Genuine multi-entropy and holography

TL;DR

This paper introduces a new multi-entropy measure to analyze multipartite entanglement in holography, revealing that genuine multi-partite entanglement is significant and not negligible in holographic systems.

Contribution

It defines a genuine q-partite multi-entropy and demonstrates its importance in holography and black hole physics, especially after the Page time.

Findings

Non-bipartite multi-entropies are always positive in holography.

Genuine multi-partite entanglement is significant and not small.

The measure is crucial for understanding entanglement in black holes after the Page time.

Abstract

Is bipartite entanglement sufficient for holography? Through the analysis of the Markov gap, it is known that the answer is no. In this paper, we give a new perspective on this issue from a different angle using a multi-entropy. We define a genuine $\mathtt{q}$-partite multi-entropy from a $\mathtt{q}$-partite multi-entropy by subtracting appropriate linear combinations of $\mathtt{\tilde{q}}$-partite multi-entropies for $\mathtt{\tilde{q}} < \mathtt{q}$, in such a way that the genuine $\mathtt{q}$-partite multi-entropy vanishes for all $\mathtt{\tilde{q}}$-partite entangled states.
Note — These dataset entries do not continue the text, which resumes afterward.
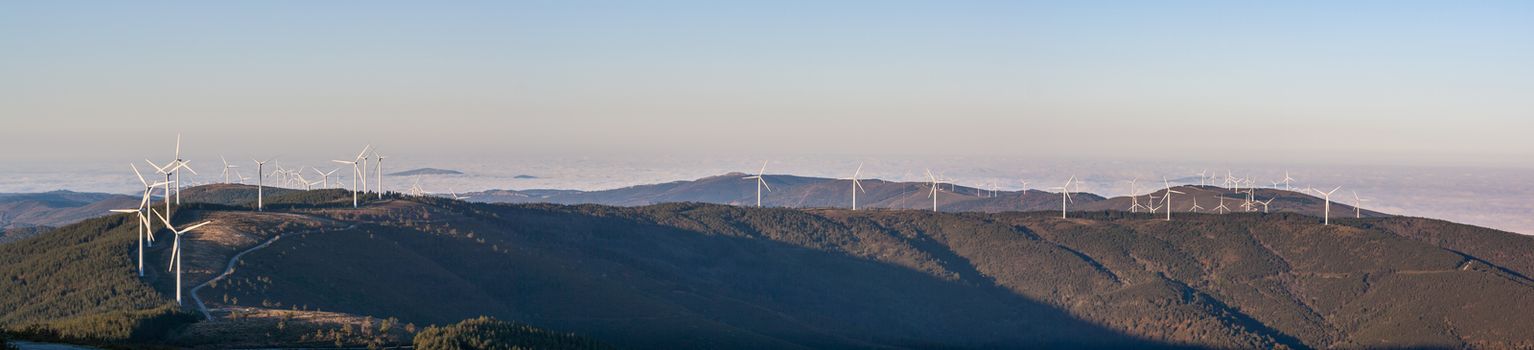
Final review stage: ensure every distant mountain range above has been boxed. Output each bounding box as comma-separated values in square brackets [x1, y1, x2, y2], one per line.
[1, 188, 1530, 349]
[0, 190, 140, 230]
[388, 168, 463, 176]
[465, 173, 1386, 219]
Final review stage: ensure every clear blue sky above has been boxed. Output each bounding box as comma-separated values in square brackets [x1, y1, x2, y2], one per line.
[3, 1, 1530, 166]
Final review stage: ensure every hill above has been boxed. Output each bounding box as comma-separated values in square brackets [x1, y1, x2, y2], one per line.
[467, 174, 1378, 219]
[4, 185, 1532, 348]
[389, 168, 464, 176]
[469, 173, 1109, 212]
[0, 191, 141, 230]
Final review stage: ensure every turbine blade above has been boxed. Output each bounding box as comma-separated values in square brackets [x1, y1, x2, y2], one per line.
[154, 210, 172, 229]
[181, 221, 212, 232]
[131, 163, 148, 185]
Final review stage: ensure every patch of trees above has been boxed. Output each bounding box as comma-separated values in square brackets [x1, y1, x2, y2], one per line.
[0, 214, 196, 346]
[413, 317, 608, 350]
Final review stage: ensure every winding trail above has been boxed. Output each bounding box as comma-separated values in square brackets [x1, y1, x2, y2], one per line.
[189, 224, 357, 320]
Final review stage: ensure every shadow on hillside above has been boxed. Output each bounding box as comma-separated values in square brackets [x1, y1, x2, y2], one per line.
[472, 203, 1210, 349]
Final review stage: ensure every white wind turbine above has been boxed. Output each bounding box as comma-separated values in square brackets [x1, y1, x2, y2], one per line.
[1189, 197, 1206, 213]
[1197, 169, 1209, 187]
[373, 151, 386, 198]
[925, 169, 944, 212]
[129, 164, 164, 248]
[145, 160, 177, 215]
[1258, 198, 1275, 213]
[168, 134, 193, 205]
[1313, 186, 1342, 225]
[252, 158, 272, 211]
[360, 147, 371, 195]
[1018, 179, 1031, 210]
[1213, 197, 1231, 214]
[1280, 171, 1297, 191]
[839, 163, 867, 210]
[219, 156, 240, 184]
[108, 208, 150, 276]
[313, 167, 339, 189]
[113, 166, 167, 277]
[1049, 176, 1076, 219]
[154, 211, 211, 306]
[741, 161, 771, 208]
[407, 176, 429, 196]
[1352, 191, 1370, 218]
[1161, 178, 1185, 221]
[333, 146, 370, 208]
[1127, 178, 1144, 213]
[449, 188, 470, 201]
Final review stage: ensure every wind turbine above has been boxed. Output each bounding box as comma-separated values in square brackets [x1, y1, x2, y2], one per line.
[1196, 170, 1209, 186]
[360, 147, 371, 195]
[333, 146, 370, 208]
[145, 160, 176, 215]
[839, 163, 867, 210]
[373, 151, 386, 198]
[1313, 186, 1342, 225]
[128, 164, 164, 247]
[219, 156, 240, 184]
[1162, 178, 1185, 221]
[407, 176, 429, 196]
[112, 167, 165, 278]
[449, 188, 470, 200]
[1018, 179, 1030, 210]
[1213, 197, 1231, 214]
[925, 169, 944, 212]
[1280, 171, 1297, 191]
[154, 211, 210, 306]
[1127, 178, 1143, 213]
[1352, 191, 1370, 218]
[252, 158, 272, 211]
[1049, 176, 1076, 218]
[1258, 198, 1275, 213]
[313, 167, 339, 189]
[108, 209, 149, 276]
[1189, 197, 1206, 213]
[168, 134, 193, 205]
[741, 161, 771, 208]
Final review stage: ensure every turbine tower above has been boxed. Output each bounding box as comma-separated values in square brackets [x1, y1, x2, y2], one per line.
[1313, 186, 1342, 225]
[1280, 171, 1297, 191]
[1352, 191, 1370, 218]
[1162, 178, 1185, 221]
[925, 169, 944, 212]
[1127, 178, 1142, 213]
[1049, 176, 1076, 219]
[1213, 197, 1231, 214]
[1017, 179, 1030, 210]
[333, 147, 370, 208]
[741, 161, 771, 207]
[373, 151, 386, 198]
[314, 167, 340, 189]
[145, 160, 176, 216]
[219, 156, 239, 184]
[358, 145, 371, 196]
[839, 163, 867, 210]
[154, 212, 211, 306]
[252, 158, 272, 211]
[129, 163, 162, 247]
[1189, 197, 1206, 213]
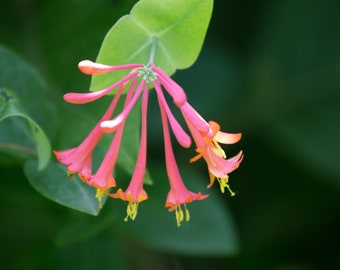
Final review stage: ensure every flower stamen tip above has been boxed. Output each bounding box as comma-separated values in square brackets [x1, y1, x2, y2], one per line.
[124, 201, 139, 222]
[174, 204, 191, 227]
[95, 188, 107, 208]
[184, 204, 190, 222]
[67, 171, 75, 179]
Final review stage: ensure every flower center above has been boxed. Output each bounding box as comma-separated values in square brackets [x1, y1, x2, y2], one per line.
[138, 64, 157, 83]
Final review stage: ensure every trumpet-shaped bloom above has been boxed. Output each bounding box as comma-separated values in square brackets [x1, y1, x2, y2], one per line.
[159, 96, 208, 227]
[54, 84, 124, 181]
[54, 58, 243, 226]
[83, 77, 138, 206]
[109, 84, 149, 221]
[181, 104, 244, 195]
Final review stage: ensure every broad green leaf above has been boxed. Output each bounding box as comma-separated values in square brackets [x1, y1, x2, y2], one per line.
[0, 88, 51, 169]
[0, 45, 56, 139]
[90, 0, 213, 92]
[0, 44, 56, 169]
[24, 160, 105, 216]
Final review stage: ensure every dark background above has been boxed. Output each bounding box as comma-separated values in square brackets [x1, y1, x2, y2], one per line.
[1, 0, 339, 269]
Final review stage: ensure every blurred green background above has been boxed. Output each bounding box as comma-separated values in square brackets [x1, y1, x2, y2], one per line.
[1, 0, 339, 269]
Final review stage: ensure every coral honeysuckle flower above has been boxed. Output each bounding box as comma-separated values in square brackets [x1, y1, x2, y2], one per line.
[109, 85, 149, 221]
[181, 103, 243, 195]
[55, 50, 243, 225]
[53, 84, 124, 181]
[200, 121, 243, 194]
[204, 150, 243, 195]
[158, 95, 208, 227]
[81, 76, 139, 207]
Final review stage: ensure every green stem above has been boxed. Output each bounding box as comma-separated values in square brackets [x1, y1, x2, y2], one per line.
[149, 38, 157, 63]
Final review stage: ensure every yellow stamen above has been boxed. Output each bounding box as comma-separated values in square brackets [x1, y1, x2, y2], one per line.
[95, 188, 107, 208]
[124, 201, 139, 222]
[174, 204, 190, 227]
[184, 204, 190, 222]
[227, 185, 236, 197]
[217, 177, 235, 196]
[211, 139, 226, 158]
[67, 171, 75, 179]
[175, 205, 184, 227]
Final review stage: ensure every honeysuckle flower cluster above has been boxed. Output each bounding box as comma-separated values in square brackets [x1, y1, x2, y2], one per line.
[54, 56, 243, 227]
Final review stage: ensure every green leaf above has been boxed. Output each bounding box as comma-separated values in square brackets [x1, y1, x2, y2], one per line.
[90, 0, 213, 92]
[0, 44, 56, 169]
[24, 159, 104, 216]
[0, 88, 51, 169]
[0, 45, 56, 139]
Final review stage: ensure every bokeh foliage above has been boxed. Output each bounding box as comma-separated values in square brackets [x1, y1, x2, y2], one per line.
[1, 0, 339, 269]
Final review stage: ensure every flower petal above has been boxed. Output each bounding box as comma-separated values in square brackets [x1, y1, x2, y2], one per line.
[151, 64, 187, 106]
[63, 71, 138, 104]
[206, 150, 244, 178]
[100, 79, 144, 133]
[180, 102, 210, 134]
[78, 60, 143, 74]
[215, 131, 242, 144]
[153, 81, 191, 148]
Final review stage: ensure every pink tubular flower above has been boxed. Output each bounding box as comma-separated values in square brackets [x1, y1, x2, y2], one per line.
[109, 83, 149, 221]
[100, 78, 145, 133]
[53, 84, 124, 181]
[158, 95, 208, 227]
[182, 106, 244, 195]
[55, 56, 243, 225]
[84, 77, 138, 206]
[149, 63, 187, 106]
[78, 60, 143, 75]
[153, 80, 191, 148]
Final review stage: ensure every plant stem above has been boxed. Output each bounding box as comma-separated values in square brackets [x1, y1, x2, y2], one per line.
[149, 38, 157, 63]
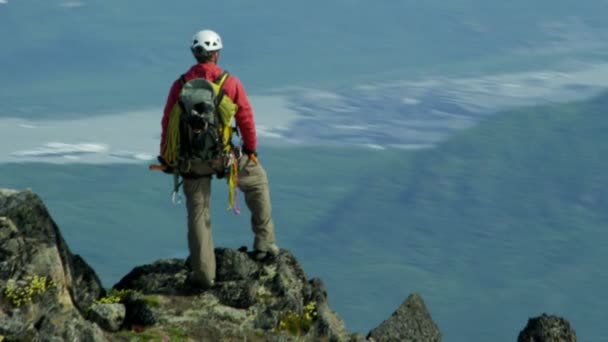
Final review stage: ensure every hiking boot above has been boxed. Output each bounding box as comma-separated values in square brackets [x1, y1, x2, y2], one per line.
[184, 272, 214, 293]
[253, 243, 280, 261]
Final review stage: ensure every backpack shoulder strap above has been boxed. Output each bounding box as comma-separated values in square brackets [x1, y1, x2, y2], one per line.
[214, 71, 230, 86]
[213, 71, 230, 106]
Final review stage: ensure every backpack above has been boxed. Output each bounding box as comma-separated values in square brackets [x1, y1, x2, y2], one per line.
[163, 71, 239, 172]
[160, 71, 242, 212]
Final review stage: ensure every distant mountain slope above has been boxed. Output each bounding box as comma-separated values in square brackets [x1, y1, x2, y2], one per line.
[305, 91, 608, 341]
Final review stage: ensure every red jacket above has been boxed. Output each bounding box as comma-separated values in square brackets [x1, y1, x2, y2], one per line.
[160, 63, 257, 154]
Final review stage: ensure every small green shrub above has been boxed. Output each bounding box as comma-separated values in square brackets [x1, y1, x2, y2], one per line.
[95, 288, 136, 305]
[276, 301, 318, 336]
[142, 295, 161, 307]
[3, 275, 54, 307]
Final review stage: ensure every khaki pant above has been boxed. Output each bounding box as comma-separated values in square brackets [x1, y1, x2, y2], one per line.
[182, 155, 276, 287]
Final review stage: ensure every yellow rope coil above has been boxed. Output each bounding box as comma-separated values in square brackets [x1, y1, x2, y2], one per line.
[227, 159, 238, 211]
[163, 104, 182, 167]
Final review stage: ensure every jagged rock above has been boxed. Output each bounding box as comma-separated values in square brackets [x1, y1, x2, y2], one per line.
[113, 258, 189, 295]
[215, 280, 260, 308]
[36, 308, 107, 341]
[349, 333, 368, 342]
[122, 294, 157, 329]
[112, 248, 351, 341]
[0, 188, 449, 341]
[301, 277, 351, 341]
[88, 303, 126, 332]
[0, 189, 107, 341]
[367, 293, 441, 342]
[518, 313, 577, 342]
[216, 247, 260, 281]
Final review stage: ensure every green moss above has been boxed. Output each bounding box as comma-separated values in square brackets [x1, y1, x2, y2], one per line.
[88, 288, 139, 316]
[142, 295, 161, 307]
[116, 329, 164, 342]
[167, 327, 189, 341]
[115, 327, 188, 342]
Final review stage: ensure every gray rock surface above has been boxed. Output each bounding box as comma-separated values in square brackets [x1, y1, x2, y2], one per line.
[367, 293, 442, 342]
[0, 189, 107, 341]
[5, 187, 575, 341]
[113, 248, 351, 341]
[88, 303, 127, 332]
[518, 313, 577, 342]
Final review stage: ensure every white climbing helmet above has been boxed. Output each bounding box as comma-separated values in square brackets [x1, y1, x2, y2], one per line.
[191, 29, 223, 53]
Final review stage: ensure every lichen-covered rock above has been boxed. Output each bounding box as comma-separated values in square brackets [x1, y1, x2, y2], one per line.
[216, 247, 260, 281]
[8, 187, 585, 342]
[518, 313, 577, 342]
[367, 293, 441, 342]
[0, 189, 107, 341]
[112, 248, 351, 341]
[215, 279, 260, 308]
[88, 303, 126, 332]
[37, 308, 107, 342]
[122, 292, 157, 329]
[113, 258, 189, 295]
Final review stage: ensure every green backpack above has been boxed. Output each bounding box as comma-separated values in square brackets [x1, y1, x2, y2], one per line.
[163, 71, 239, 170]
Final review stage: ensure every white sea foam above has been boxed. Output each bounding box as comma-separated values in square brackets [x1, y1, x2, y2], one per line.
[60, 1, 84, 8]
[1, 109, 158, 164]
[402, 97, 420, 105]
[256, 126, 285, 139]
[251, 96, 300, 127]
[2, 61, 608, 164]
[12, 142, 108, 158]
[332, 124, 369, 131]
[364, 144, 386, 150]
[388, 144, 434, 150]
[0, 0, 7, 4]
[109, 151, 154, 161]
[0, 96, 301, 164]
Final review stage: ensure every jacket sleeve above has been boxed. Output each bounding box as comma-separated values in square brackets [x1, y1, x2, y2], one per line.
[225, 76, 257, 152]
[160, 79, 182, 155]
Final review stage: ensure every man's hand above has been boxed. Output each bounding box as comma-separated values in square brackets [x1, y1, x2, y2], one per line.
[242, 147, 258, 165]
[156, 156, 175, 174]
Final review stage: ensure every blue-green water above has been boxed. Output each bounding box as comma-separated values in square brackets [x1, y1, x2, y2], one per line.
[3, 0, 608, 118]
[3, 117, 608, 341]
After studying several aspects, we apply it to black holes and holography. For the application to black holes, we see that such a genuine $\mathtt{q}$-partite multi-entropy is important only after the Page time. For the application to holography, we prove that non-bipartite multi-entropies are always positive and $\mathcal{O}\left({1/ G_N}\right)$, as long as boundary subregions are connected. This indicates that for holography, genuine multi-partite entanglement is not small and plays an important role.